Article

Uzbekistan's eviction of the U.S. military must have brought a smile to Russian President Vladimir Putin's face.

While Washington has treated Putin as an ally and granted him a free pass to consolidate power through a systematic assault on his country's democratic institutions, the administration has paid little attention to Putin's ambitions beyond Russia's borders. Now those ambitions have become clear and there are harmful implications for the United States. President Putin now seems bound and determined to undermine embryonic democracies in countries that, together, were once called the Soviet Union, and to limit American influence in the region.

Russia's footsteps were visible first when Presidents Putin and Hu Jintao of China joined the leaders of Central Asia at a summit in the Kazakh capital of Astana on July 5. The gathering was billed as a regular meeting of the innocuously named Shanghai Cooperation Organization, a group formed in 1995 that is now an increasingly powerful economic and political alliance devoted to maintaining a "multipolar" world (namely, Russian and Chinese dominant influence in Central Asia).

There was nothing subtle about either the timing of the meeting (the day before the leading industrial countries gathered at the G8 summit) or the group's public demand that the United States set a deadline for removal of U.S. troops and bases in the Central Asian countries of Uzbekistan and Kyrgyzstan. The summit statement drafted in Moscow sent a simple message to Washington: back off.

Days later, Russia's handprints were all over the first statement issued by newly elected Kyrgyz President Kurmanbek Bakiyev. Following the script, Bakiyev announced his intention to reevaluate the need for the U.S. to maintain its airbase in his country. Not coincidentally, the Russian ambassador in that country noted that the U.S. base "is losing its relevance," while the Russian base would remain.

President Putin's desire to drive a wedge between the new Kyrgyz government and the United States is clear. Washington scrambled and dispatched Secretary of Defense Donald Rumsfeld to Kyrgyzstan for talks last week. Rumsfeld came back with vague assurances from the Kyrgyz defense minister that "the deployment of American forces in the Kyrgyz Republic fully depends on the situation in Afghanistan." If Kyrgyz authorities decide – with Russian prodding – that security in Afghanistan has improved, another U.S. base in the region would be in danger of receiving an eviction notice.

The third event was a unanimous vote in the Russian Duma to "ask" President Putin's cabinet to raise the price of gas and oil that Russia exports to Ukraine, Georgia and the Baltic states. Here, Moscow has two goals: first, to provoke economic crises that would shatter domestic and international confidence in the leaders of the Rose and Orange revolutions, and second, to send a signal to Central Asian states that the path to democracy will not be smooth.

None of these maneuvers should come as a great surprise. Russia's frustration with U.S. involvement in Central Asia has been growing much greater and more bitter with each successive revolution in the "near abroad," as Russian officials prefer to call the former Soviet republics. Moscow continues to believe that these events were largely orchestrated by the West – and it is doing its best to convince the leaders of Uzbekistan and Kyrgyzstan that they could fall under attack by Islamist extremists if they follow this path.
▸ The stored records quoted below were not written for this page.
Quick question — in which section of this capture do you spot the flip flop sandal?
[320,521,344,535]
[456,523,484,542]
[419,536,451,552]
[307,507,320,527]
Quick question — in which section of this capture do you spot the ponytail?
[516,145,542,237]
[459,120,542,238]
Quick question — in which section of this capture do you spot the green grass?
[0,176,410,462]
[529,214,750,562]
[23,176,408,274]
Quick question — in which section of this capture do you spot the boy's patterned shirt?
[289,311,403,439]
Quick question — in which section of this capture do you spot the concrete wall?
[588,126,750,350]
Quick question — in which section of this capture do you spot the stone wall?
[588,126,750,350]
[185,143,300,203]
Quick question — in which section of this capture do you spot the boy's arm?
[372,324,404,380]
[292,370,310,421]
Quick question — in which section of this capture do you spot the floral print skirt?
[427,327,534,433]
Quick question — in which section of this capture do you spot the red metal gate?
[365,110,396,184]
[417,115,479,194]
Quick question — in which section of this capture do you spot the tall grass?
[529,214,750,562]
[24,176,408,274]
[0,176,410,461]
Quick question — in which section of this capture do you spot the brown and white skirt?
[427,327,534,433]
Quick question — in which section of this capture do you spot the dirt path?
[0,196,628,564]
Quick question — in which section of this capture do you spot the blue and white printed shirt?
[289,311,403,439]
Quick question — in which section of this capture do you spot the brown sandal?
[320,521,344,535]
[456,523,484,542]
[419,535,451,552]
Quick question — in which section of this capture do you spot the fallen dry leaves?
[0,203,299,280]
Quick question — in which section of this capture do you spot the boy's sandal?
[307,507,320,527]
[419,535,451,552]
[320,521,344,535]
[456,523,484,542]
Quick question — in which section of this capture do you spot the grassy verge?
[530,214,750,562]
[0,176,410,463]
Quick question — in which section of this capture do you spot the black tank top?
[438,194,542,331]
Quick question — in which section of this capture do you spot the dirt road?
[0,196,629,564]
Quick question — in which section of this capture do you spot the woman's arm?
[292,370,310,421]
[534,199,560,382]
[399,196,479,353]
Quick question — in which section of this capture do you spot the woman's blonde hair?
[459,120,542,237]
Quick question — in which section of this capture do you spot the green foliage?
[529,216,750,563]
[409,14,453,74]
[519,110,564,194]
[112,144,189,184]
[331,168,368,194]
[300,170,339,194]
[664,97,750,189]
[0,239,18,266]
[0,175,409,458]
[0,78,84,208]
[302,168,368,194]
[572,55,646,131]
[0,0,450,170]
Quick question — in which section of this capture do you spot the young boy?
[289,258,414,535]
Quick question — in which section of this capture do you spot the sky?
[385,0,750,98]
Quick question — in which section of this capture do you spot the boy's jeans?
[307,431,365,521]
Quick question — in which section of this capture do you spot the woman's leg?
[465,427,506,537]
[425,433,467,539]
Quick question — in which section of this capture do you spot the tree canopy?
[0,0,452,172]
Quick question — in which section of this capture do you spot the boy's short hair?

In response to these developments, the United States must abandon its "anything goes" Russia policy, increase long-term support for democratic institutions, and make it clear to Putin that the restoration of an empire in any shape or form will not be tolerated.

First, the Bush administration must reach a deal that helps the Kyrgyz leadership assert control over their own territory while meeting the U.S. need to maintain bases for military operations. The situation in Afghanistan has deteriorated to a point where losing another base could have a markedly negative effect on stability and reconstruction.

Second, the United States should also increase its assistance for projects that will help the newly elected leaders of the former Soviet republics develop and implement sound economic policies, reform institutions, attract international investment and cooperate with neighbors. There is plenty of room for finding common ground – such as the Kyrgyz president's top priority of fighting corruption – and increased American assistance will buy both stability and goodwill.

Third, now that the Bush administration's hands are no longer tied, the administration should increase the pressure on Uzbekistan to improve its dismal human rights record.

Fourth, and perhaps most important, the administration should recognize that the geopolitical structures of Central Asia are shifting and take seriously Moscow's growing interest in curbing U.S. influence. One can hope that President Putin's strategic ambitions might finally spur the Bush administration to action where the Russian's assault on democracy has not.

Robert Boorstin is the senior vice president for national security and international policy at the Center for American Progress. Vlad Galushko is a research associate at the Center for American Progress.